She thinks that maybe it’s time for them to go back home as she watches the two of them bolt across the pavement and into the bushes. The younger one laughs at something the older one says. The older one reaches out and pushes the younger one and she moves her hands up to stop him, to punish him, but they are too far away and it doesn’t matter because the younger one is still laughing. He thinks it’s funny and he rolls through the leaves scattered across the ground. He stands, grass in his hair, and the older one pushes him again, and this time they both go down laughing. She smiles at this and continues walking towards them.
They start digging in the packed earth at the base of a nearby tree. Shards of wood mulch fly through the air towards her and stick to her skirt as she rushes over to stop them. They look blankly at her as she places her hands on their shoulders, both confused for a minute about how she is suddenly there. Then, the older one screams with anger, and the younger one copies him, and everyone around them looks towards her, alarm in their eyes. Their stares whisper at her that a better mother would know how to make them stop. She closes her eyes and hushes them, pulling the two boys into her as they scream and push against her chest. Finally, she promises them ice cream if they will stop, and they both fall immediately silent, eyes wide and shiny with tears. She stands up, brushes them all off, and grabs a small hand in each of her own, leading them towards the stand where the man is selling ice cream for a dollar a cone, fifty cents extra for sprinkles.
She orders two cones, and the two boys bounce on their toes as they watch him scoop the ice cream. He hands one to each of them and they both lick their treats, trying to stop them from melting in the sun. They can’t eat fast enough, and ice cream runs down their cheeks and chins and makes webs between their fingers. The younger one has ice cream in his hair, and his nose is covered in sprinkles. He goes cross-eyed as he catches sight of them. Suddenly, they both take off again, cones in hand, ice cream wobbling dangerously as they move. The younger one trips and his cone flies from his hand. Instead of crying, he stands up, grabs what’s left of the ice cream and sticks it in his mouth, covered in dirt and leaves. He swallows before she can stop him. She manages to grab the cone that has rolled through the grass and tosses it in a trash can before he sees it. The older one offers him half of his own cone and they stand there crunching the fried waffle for a minute, the sun on their faces. She notices they still have leaves in their hair, but she decides to leave them, deciding that the fight it would cause wouldn’t be worth it.
She lets them run their fingers in the fountain to wash the sticky goo off of their hands. They splash each other until she tells them it’s time to go. They are angry and don’t want to leave, but she makes a game out of who can get to the car first, and they are distracted.

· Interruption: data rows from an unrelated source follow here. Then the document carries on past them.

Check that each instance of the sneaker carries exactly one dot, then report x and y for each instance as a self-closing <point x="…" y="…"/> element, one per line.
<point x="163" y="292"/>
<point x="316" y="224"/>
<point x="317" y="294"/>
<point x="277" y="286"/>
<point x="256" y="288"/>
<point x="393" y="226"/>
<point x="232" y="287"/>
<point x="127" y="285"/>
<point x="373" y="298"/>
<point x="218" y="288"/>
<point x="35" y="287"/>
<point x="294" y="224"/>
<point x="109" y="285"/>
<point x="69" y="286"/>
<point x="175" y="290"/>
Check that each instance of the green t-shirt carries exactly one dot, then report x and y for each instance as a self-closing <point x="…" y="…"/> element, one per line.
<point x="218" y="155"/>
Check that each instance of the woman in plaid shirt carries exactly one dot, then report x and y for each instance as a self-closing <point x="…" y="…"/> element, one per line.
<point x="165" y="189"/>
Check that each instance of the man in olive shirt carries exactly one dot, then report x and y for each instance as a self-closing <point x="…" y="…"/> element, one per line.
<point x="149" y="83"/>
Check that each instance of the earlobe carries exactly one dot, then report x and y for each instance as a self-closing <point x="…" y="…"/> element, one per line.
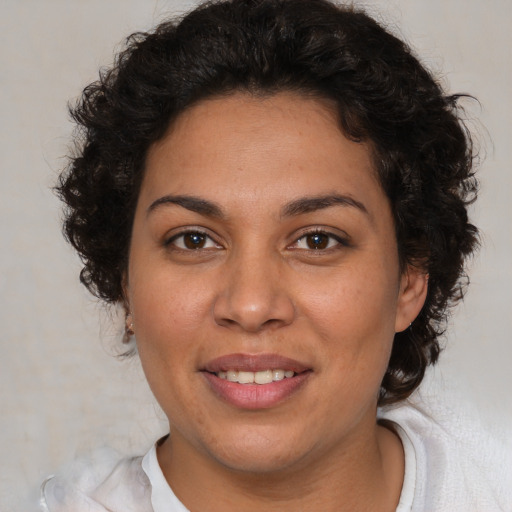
<point x="413" y="292"/>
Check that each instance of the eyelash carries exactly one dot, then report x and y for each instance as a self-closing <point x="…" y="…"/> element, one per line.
<point x="339" y="241"/>
<point x="171" y="242"/>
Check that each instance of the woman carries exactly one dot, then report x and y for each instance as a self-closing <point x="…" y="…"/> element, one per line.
<point x="276" y="193"/>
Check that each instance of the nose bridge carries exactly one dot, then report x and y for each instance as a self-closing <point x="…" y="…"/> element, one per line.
<point x="253" y="295"/>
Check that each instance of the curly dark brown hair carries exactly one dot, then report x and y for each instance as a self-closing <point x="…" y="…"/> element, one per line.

The oldest one wins and gloats as she buckles them both in the backseat, the youngest one bucking against her as she tries to pull his arms through the straps of his car seat. His cheeks are pink and his hair is sticking out in spikes from sweat and ice cream. They both fall asleep on the car ride back, their heads tilted to one side. The oldest one jerk awake at a stoplight, but settles back in, eyes fluttering open only momentarily. They look so peaceful and small as she watches them in the rear view mirror. It is hard to believe they are no longer babies, that she no longer carries them around in her stomach. Sometimes, at night, when she is half asleep and half awake she thinks she feels one of them kick her ribs, and she reaches for her belly, only to remember it’s not swollen with a baby anymore. She remembers how it felt after she gave birth to the oldest; how empty she felt, how alone.